Sialorrhea complicated by aspiration is a primary source of morbidity and mortality in neurologically impaired children. Anticholinergics are an effective treatment option, but have traditionally been considered only adjuncts due to tachyphylaxis and drug tolerance. Similarly, Botox-A® salivary gland injections are also considered adjunctive due to the need to repeat treatment every 3 months. This retrospective case series assessed these two adjunctive strategies used in combination as definitive minimally invasive primary treatment.

Methods

112 subjects diagnosed with sialorrhea and treated at Children's Hospital of Pittsburgh of UPMC between 2004 and 2011 were identified. Charts were carefully reviewed for pertinent information regarding the treatment of their sialorrhea and related outcomes.

Results

Over half of the subject undergoing BTX-A injections were able to reduce their dosage of anticholinergics after receiving injection (58%, n=28 for glycopyrrolate users and 61%, n=20 for scopolamine users). Subjects experienced a significant reduction in days spent in the hospital in the year following Botox-A® injection (P-Value = 0.03), and the number of pneumonia episodes in the year following injection (P-Value = 0.04).

Conclusion

Patients treated effectively with both BTX-A injections into their salivary glands and anticholinergics neither developed neither tachyphylaxis nor drug tolerance with up to 9.6 years of continuous treatment.

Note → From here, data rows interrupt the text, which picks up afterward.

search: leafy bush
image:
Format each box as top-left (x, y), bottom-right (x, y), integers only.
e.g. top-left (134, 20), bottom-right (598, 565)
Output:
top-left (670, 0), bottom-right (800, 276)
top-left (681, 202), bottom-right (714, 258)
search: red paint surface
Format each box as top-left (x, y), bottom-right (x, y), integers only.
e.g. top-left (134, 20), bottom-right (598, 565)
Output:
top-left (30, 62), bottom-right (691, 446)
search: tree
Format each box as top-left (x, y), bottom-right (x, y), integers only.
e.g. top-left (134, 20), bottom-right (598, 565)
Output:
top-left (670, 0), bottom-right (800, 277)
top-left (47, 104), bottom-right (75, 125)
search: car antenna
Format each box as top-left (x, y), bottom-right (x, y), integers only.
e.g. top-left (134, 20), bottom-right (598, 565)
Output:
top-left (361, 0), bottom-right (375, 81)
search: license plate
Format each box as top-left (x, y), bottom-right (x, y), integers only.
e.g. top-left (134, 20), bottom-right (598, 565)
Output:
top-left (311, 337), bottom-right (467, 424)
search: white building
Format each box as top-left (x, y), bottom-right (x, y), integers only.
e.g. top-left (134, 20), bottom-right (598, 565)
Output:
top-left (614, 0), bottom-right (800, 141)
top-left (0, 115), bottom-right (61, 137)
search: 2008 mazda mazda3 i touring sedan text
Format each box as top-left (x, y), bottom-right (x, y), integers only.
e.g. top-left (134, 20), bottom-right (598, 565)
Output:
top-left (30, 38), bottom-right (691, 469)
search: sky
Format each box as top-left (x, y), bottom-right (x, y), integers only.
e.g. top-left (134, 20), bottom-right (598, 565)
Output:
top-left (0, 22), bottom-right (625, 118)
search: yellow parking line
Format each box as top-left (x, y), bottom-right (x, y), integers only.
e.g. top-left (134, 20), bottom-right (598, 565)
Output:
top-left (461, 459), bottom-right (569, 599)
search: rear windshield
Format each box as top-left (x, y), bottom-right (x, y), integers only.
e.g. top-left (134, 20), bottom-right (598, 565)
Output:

During the year following combined therapy, patients' average length hospital stay was reduced by a full week and the number of pneumonia episodes was statistically decreased. The failure rate of combined therapy was below that reported for any other intervention or combination of interventions in the literature. Finally, patients did not require BTX-A re-injection at the reported frequency. We hypothesize that anticholinergic medications competitively block acetylcholine attachment to post-synaptic receptors while BTX-A inhibits acetylcholine release at the pre-synaptic terminal, tachyphylaxis/drug tolerance mechanisms resulting in up-regulation of post-synaptic receptors are disrupted. Although salivary production may increase in the year following BTX-A injection, there is enough remaining activity at a molecular level to inhibit release of acetylcholine allowing salvage with anticholinergic medications at tolerable dosages.